Introduction to Screen Scraping

Posted by Alan Barr on Sat 29 September 2018

What is screen scraping?

Screen scraping is the act of downloading webpages to take data typically embedded in an html format and parse it into a simpler format. Ideally you are scraping for good intentions because you want to do something with public data that is not exposed in an easier to download manner such as an API, CSV, or JSON. Be considerate of who you are scraping from and be ethical. Often times I want to collect reviews and ratings and do some kind of data science on that data and a scraper may be required.
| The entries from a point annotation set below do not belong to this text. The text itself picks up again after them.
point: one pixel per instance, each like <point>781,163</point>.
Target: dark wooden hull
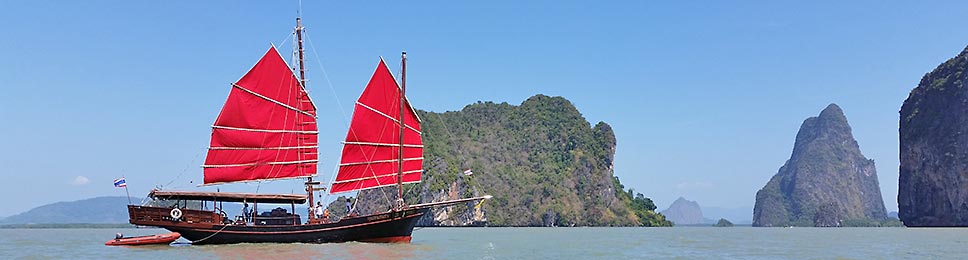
<point>383,227</point>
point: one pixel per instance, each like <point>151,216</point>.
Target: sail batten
<point>371,155</point>
<point>266,129</point>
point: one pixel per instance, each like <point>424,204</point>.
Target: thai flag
<point>120,183</point>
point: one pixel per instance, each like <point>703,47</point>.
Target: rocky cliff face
<point>933,181</point>
<point>826,180</point>
<point>684,212</point>
<point>542,161</point>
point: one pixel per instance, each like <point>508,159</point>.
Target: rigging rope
<point>342,111</point>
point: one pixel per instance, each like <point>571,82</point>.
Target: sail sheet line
<point>381,161</point>
<point>388,117</point>
<point>259,180</point>
<point>393,174</point>
<point>266,130</point>
<point>258,163</point>
<point>273,100</point>
<point>386,144</point>
<point>262,148</point>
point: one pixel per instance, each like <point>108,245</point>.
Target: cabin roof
<point>230,196</point>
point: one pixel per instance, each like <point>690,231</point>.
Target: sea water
<point>526,243</point>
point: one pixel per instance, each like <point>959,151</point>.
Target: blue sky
<point>705,98</point>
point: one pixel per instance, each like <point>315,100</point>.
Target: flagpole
<point>126,189</point>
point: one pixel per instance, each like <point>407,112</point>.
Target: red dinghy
<point>144,240</point>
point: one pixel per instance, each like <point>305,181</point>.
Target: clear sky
<point>705,97</point>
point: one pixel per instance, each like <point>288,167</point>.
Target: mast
<point>302,83</point>
<point>403,91</point>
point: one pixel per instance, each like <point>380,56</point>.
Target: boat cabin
<point>181,210</point>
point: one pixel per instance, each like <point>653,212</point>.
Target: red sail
<point>371,152</point>
<point>267,127</point>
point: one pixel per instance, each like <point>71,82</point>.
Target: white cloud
<point>80,180</point>
<point>694,185</point>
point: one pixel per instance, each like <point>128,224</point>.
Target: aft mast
<point>302,82</point>
<point>403,91</point>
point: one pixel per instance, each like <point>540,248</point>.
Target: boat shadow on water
<point>351,250</point>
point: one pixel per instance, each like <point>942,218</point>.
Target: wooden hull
<point>144,240</point>
<point>383,227</point>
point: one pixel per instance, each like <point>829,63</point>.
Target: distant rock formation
<point>543,162</point>
<point>825,182</point>
<point>684,212</point>
<point>933,176</point>
<point>723,223</point>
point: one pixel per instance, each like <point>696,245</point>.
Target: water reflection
<point>351,250</point>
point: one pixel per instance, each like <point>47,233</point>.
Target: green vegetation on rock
<point>933,130</point>
<point>542,161</point>
<point>825,181</point>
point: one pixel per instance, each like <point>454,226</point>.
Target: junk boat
<point>267,131</point>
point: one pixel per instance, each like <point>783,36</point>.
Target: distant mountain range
<point>686,212</point>
<point>99,210</point>
<point>739,216</point>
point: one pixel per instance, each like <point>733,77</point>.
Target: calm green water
<point>528,243</point>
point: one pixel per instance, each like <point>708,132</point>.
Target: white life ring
<point>176,213</point>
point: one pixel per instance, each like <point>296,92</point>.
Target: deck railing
<point>143,214</point>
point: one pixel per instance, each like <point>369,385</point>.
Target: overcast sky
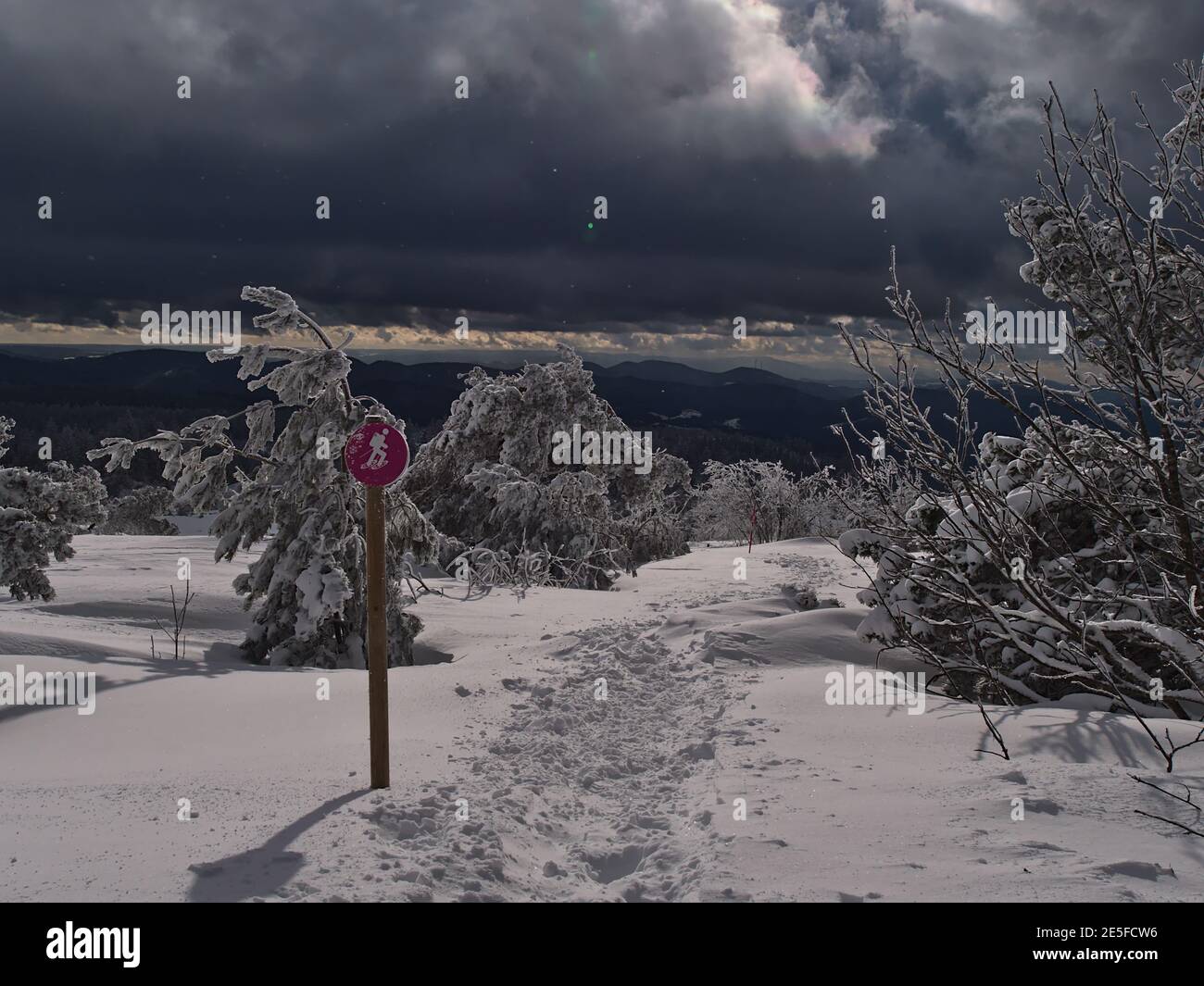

Before you start writing your own scraper you want to investigate whether it is worth doing in the first place. Often times the data is exposed through a hidden API or structured JSON already that negates any need for parsing HTML. I always start with opening the browser developer tools, selecting the network tab and look for requests that return JSON or XML.

Getting Started

Now that you determined there is no easier way to get your data except parsing html the first thing you want to do is download the webpages. Ideally you want to separate the process of obtaining the data and the scraping process into separate actions. This will make the whole process more robust. If the website is client side dynamically generated this process will require usage of a headless browser to download the rendered content. You can see an example of this at here otherwise if it is all server rendered that will make things much easier.

Downloading the page

This can be accomplished in a variety of ways and for learning purposes saving it to a local folder should work well enough. Start with collecting a list of pages that need to be downloaded. Below are a couple shell scripts to accomplish the download in powershell or bash. You want to keep track any webpage request that failed to download.

Powershell

$sites = @("https://alanmbarr.github.io/HackMidWestTimeline/","https://example.com")
$counter = 0
For-Each ($site in $sites){
    Invoke-WebRequest -Uri $site -OutFile "C:\\$counter.html"
    $counter++
}

Bash

#!/bin/bash
set -o nounset
set -o errexit
set -eo pipefail
IFS=","

counter=0
sites=("https://alanmbarr.github.io/HackMidWestTimeline/","https://example.com")
for site in $sites
do
   echo $site
   curl -s $site > $counter.html;
   ((counter++));
done

Parsing the files

Now that you have all these files on your machine somewhere you want to choose an html parser to work with. Your goal is to deal with missing data and come up with a format that is going to be workable for when you use this data. For simplicity sake let's use tab delimited files (separated by \t ).

Most of the logic around parsing the HTML file is going to be around dealing with missing data. For example if I want to grab all the reviews for my company I want any data related to that review and a review might have data unique to the reviewer that not all reviews have.

The ideal html parser you will want to choose will support XPath and/or CSS selectors. You will want to choose generic paths that do not depend on a specific hierarchy of elements to select your data and hopefully the structure of the html does not change much per page.

For PHP I like simple html dom and there is a great resource on how to use it here For other languages there is a great list of options here

Creating a Data Model

In object oriented languages this would likely be a class but this could be as simple as a key value pair data structure like a dictionary. As you begin parsing your files you want to collect the data into this data model and then in our case write it to a text file tab delimited. On the first run we want to view this file to see that the data looks correct.

As you are tweaking this script you want to have safe defaults for when the data is missing or might have strange content.

Scaling out

If you are going to take this any further you'll need write even more robust code around the scrape process. Hartley Brody has an excellent list of tips In particular if you take scraping to the next level using a database for saving results is great.